De hecho, en ‘Abrigo’, Grau lo que hace es investirse con la tela trabajada, como si la artista quisiera formar parte de la obra, que, efectivamente, le sirve de abrigo, en tanto “prenda de vestir”, al tiempo que percibe su aspereza “como abrigo rocoso”, tal y como lo expresó Irene Grau durante la visita guiada.
Lo mismo cabe decir de ‘A hierro’, donde graba y mancha con óxido y agua los lienzos, para después arrastrar las telas por la hierba con el fin de que se impriman las huellas de la naturaleza. Y en ‘La séptima parte de un milímetro’ dialoga con los materiales de una fábrica de pastas cerámicas de Castellón para, una vez en sus entrañas, extraer el polvo del proceso productivo como sustancia que deviene en posterior residuo poético para sus telas.
Marco Giordano, por su parte, se sirve de materiales como el aluminio, el cobre, la fibra de vidrio, el plástico o la silicona para crear una suerte de paisaje a medio camino entre lo industrial y el arte povera (arte pobre), entre la mecanización y lo ancestral, igualmente atravesado por esa dialéctica de lo bello y lo siniestro que caracteriza el conjunto expositivo.

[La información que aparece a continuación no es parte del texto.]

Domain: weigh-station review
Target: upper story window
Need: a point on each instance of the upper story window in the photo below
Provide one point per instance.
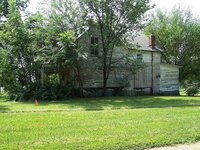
(94, 49)
(139, 57)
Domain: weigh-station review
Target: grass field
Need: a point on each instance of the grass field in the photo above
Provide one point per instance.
(101, 123)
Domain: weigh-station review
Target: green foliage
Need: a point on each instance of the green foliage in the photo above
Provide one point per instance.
(113, 19)
(32, 45)
(177, 33)
(4, 6)
(191, 87)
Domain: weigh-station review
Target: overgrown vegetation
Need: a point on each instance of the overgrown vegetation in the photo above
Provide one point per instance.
(177, 33)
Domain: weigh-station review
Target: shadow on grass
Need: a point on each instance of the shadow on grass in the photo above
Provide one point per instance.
(109, 103)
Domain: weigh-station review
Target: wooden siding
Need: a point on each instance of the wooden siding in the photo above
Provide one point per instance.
(169, 78)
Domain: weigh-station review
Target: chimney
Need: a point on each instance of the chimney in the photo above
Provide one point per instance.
(152, 41)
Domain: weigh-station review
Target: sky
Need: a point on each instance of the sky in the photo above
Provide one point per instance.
(162, 4)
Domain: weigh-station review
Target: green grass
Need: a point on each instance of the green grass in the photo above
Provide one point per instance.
(101, 123)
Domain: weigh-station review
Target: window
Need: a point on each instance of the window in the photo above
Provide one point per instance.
(139, 57)
(94, 49)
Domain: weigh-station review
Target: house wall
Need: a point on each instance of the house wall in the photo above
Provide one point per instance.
(152, 79)
(169, 81)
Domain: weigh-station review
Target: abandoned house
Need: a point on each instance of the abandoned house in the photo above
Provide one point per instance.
(154, 78)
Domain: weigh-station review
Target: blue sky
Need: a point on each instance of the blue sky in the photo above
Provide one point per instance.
(163, 4)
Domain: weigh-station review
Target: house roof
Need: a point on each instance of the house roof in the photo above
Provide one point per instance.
(142, 42)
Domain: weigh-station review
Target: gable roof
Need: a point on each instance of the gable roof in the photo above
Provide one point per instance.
(142, 41)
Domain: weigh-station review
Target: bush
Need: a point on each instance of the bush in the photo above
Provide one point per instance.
(191, 87)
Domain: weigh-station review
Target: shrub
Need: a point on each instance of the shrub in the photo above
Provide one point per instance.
(191, 87)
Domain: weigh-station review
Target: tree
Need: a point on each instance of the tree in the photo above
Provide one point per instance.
(16, 40)
(114, 19)
(4, 6)
(177, 33)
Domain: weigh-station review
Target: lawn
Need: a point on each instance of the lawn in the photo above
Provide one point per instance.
(100, 123)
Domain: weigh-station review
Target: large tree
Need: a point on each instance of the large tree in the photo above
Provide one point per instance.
(4, 6)
(114, 19)
(177, 33)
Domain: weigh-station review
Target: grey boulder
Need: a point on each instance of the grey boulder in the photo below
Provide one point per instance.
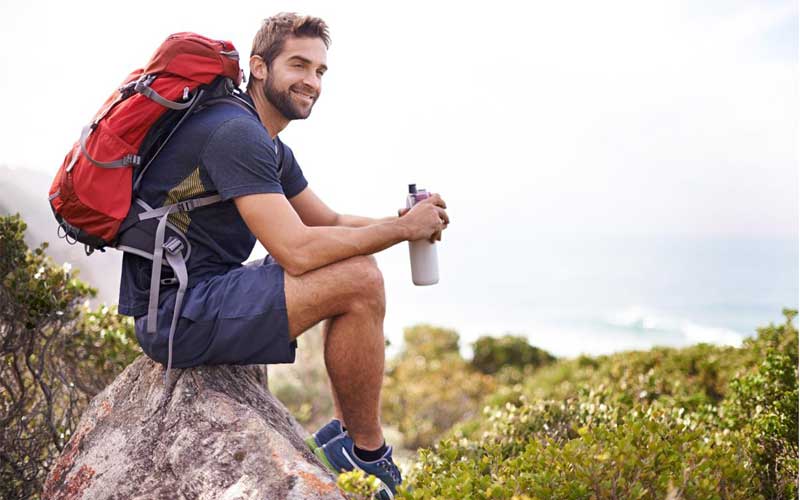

Dialéctica que tiene que ver con la dupla realidad y ficción, de la que sale la fricción de opuestos. Así lo entiende Grau: “Trabajo con situaciones que tienen que ver con la intersección entre lo humano y lo natural […], entendiendo esa intersección como un punto de fricción”.

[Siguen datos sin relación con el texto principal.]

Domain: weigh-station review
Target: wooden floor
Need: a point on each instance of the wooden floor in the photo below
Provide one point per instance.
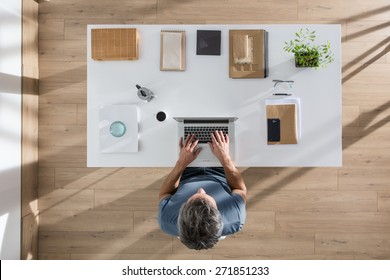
(293, 213)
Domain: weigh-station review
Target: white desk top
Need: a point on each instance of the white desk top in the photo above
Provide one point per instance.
(205, 89)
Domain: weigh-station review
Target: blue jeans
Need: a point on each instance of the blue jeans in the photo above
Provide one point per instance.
(195, 171)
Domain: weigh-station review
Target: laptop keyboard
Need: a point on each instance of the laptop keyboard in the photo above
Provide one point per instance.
(203, 133)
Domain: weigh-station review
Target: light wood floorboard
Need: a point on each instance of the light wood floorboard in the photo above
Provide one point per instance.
(293, 213)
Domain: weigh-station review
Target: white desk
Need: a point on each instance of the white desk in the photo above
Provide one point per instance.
(205, 89)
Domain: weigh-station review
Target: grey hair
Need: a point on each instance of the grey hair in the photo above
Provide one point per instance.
(200, 224)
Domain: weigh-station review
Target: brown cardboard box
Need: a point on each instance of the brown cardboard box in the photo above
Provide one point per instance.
(114, 44)
(287, 113)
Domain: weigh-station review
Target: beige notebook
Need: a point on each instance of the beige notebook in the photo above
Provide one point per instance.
(172, 50)
(287, 114)
(114, 44)
(248, 53)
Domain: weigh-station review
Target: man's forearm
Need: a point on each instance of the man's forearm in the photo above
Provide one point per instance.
(172, 181)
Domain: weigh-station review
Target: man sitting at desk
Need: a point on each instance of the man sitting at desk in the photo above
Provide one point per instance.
(202, 204)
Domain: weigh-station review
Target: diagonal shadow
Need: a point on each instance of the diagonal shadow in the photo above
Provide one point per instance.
(369, 62)
(363, 132)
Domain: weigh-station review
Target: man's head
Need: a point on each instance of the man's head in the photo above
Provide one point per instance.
(200, 223)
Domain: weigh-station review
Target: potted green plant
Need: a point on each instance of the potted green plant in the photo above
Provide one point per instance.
(306, 53)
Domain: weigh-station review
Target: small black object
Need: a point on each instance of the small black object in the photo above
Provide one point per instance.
(273, 130)
(208, 42)
(161, 116)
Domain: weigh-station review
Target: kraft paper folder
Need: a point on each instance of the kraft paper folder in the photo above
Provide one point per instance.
(172, 50)
(248, 53)
(288, 111)
(114, 44)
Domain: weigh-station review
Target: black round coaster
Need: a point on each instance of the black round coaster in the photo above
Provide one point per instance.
(161, 116)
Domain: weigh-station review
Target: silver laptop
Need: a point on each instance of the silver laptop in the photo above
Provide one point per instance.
(202, 127)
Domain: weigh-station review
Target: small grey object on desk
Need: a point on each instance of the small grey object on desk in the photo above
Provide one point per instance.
(144, 93)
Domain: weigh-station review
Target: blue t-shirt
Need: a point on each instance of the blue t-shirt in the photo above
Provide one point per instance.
(230, 205)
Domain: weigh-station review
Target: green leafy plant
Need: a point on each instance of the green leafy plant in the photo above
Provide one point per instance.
(306, 53)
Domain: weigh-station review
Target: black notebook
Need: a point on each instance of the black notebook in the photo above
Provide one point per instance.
(208, 42)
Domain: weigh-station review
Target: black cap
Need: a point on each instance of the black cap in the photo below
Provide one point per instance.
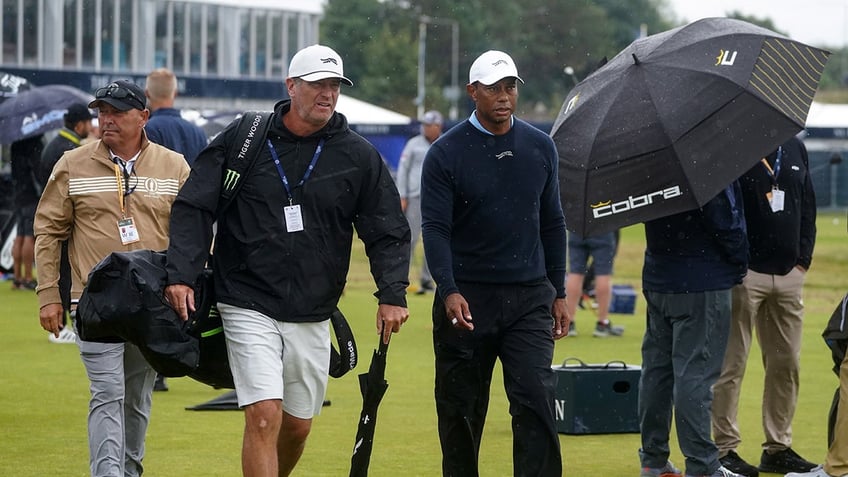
(78, 112)
(123, 95)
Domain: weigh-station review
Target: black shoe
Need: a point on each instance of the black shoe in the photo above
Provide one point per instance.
(160, 384)
(734, 463)
(785, 461)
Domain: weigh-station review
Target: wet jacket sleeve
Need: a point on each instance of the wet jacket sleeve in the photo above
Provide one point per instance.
(724, 218)
(808, 215)
(193, 213)
(383, 229)
(53, 222)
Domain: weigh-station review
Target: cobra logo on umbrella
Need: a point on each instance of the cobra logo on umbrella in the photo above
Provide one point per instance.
(605, 209)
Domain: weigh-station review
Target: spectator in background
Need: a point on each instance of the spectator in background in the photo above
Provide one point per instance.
(602, 250)
(26, 155)
(77, 127)
(780, 209)
(692, 261)
(166, 126)
(409, 185)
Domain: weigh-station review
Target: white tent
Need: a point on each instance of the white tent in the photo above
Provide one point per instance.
(827, 115)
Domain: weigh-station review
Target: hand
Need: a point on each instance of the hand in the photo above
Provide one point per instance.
(50, 317)
(562, 320)
(389, 320)
(181, 299)
(458, 311)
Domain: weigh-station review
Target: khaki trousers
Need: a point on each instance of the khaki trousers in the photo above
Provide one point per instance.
(771, 305)
(836, 462)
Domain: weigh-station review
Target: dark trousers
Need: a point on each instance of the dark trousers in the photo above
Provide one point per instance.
(512, 323)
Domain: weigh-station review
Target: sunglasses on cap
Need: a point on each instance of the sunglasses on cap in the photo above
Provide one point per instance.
(118, 92)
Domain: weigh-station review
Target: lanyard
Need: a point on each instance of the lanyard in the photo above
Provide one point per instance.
(305, 174)
(773, 173)
(120, 178)
(122, 173)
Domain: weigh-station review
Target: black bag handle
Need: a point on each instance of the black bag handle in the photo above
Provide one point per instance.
(242, 154)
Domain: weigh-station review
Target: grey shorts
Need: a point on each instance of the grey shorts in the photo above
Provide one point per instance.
(272, 360)
(601, 248)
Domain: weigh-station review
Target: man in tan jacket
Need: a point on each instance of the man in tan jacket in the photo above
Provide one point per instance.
(114, 194)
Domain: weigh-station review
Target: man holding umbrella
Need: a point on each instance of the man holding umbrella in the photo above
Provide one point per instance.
(495, 240)
(692, 261)
(282, 253)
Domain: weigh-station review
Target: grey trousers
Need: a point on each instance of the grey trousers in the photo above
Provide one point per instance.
(682, 353)
(413, 216)
(121, 384)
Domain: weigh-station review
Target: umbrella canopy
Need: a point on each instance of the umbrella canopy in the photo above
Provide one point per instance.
(677, 116)
(37, 110)
(373, 386)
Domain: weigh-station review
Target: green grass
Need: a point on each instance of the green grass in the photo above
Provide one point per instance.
(44, 392)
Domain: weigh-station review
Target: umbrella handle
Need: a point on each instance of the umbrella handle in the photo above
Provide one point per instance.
(383, 348)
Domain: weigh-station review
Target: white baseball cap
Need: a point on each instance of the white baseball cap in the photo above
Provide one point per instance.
(491, 67)
(317, 62)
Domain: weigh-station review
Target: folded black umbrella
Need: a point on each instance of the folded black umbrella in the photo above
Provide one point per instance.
(835, 336)
(373, 386)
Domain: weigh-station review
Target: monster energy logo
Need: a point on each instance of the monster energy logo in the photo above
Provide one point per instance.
(231, 179)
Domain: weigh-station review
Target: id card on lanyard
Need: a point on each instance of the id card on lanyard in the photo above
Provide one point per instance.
(775, 197)
(292, 213)
(127, 230)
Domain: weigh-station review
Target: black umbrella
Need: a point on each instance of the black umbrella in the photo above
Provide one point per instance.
(677, 116)
(373, 386)
(37, 111)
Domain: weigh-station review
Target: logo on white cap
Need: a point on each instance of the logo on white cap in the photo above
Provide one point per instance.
(317, 62)
(491, 67)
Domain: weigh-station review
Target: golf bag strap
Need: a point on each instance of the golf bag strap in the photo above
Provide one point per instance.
(242, 153)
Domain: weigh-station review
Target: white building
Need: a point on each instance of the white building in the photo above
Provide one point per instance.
(229, 52)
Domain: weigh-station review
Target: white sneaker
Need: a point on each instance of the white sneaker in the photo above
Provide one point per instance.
(66, 336)
(720, 472)
(817, 472)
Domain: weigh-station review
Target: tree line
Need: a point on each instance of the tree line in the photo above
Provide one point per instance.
(553, 43)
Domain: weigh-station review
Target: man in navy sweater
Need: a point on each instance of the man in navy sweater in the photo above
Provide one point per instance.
(692, 261)
(494, 237)
(166, 125)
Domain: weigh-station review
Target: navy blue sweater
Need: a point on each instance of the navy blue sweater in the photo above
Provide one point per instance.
(700, 250)
(491, 209)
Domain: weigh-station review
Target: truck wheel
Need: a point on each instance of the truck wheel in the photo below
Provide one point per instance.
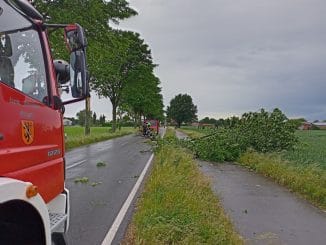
(58, 239)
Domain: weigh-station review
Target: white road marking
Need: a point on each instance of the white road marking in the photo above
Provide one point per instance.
(75, 164)
(117, 222)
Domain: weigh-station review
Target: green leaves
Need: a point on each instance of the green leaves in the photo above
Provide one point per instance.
(182, 109)
(262, 131)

‘Te llamo cuerpo’ porque es ahí, en el interior de ese cuerpo ligado a esos otros cuerpos de la naturaleza, donde surgen las fricciones. Cuerpos –humanos y no humanos– sometidos a una misma energía, tanto constructiva como destructiva, con la que Irene Grau y Marco Giordano trabajan para dar forma a todo aquello que les angustia: el monstruo solapado que puede llegar a devorar a su amo.